En su manifestación práctica, esta cultura conduce a la organización a buscar y realizar su potencial a través de dos pasos, que va dando y revisando sin cesar. En el primero genera y mantiene vigente una visión de desarrollo de gran riqueza y diversidad, o escenario de futuro, en que su potencial ya esté logrado. En el segundo identifica un gran número de cosas concretas y viables que podría hacer hoy para avanzar hacia ese futuro: sus potencialidades, como nos gusta llamarlas. La organización con cultura de innovación crea y recrea todos los días este mundo de potencialidades, rico y sugerente.
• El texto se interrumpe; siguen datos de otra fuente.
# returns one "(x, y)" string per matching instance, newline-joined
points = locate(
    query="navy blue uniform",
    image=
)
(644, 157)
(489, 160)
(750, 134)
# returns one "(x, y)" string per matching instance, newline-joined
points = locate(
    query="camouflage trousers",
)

Y de este mundo interno obtiene tanto motivación para actuar como innovaciones concretas para plantearle al mundo externo. Existen hoy metodologías prácticas para construir culturas de innovación; este autor ha desarrollado una, que se denomina Modelo de Innovación Participativa.

 

 

Una sugerencia final para el lector: no confunda potencialidad con oportunidad. Lo engaña la cultura de adaptación con su disfraz de innovación. Las potencialidades se buscan desde adentro y son las fuentes permanentes de innovación. Las oportunidades llegan desde afuera y son pasajeras, aunque a veces se pueda innovar con ellas. Pero no sirven para construir culturas de innovación. Es bueno usar palabras distintas para estas dos cosas. Los libros y artículos sobre innovación que se escriben en los países desarrollados pueden darse el lujo de usar la misma palabra, porque sus autores y lectores ya viven en una cultura de innovación. Nosotros no.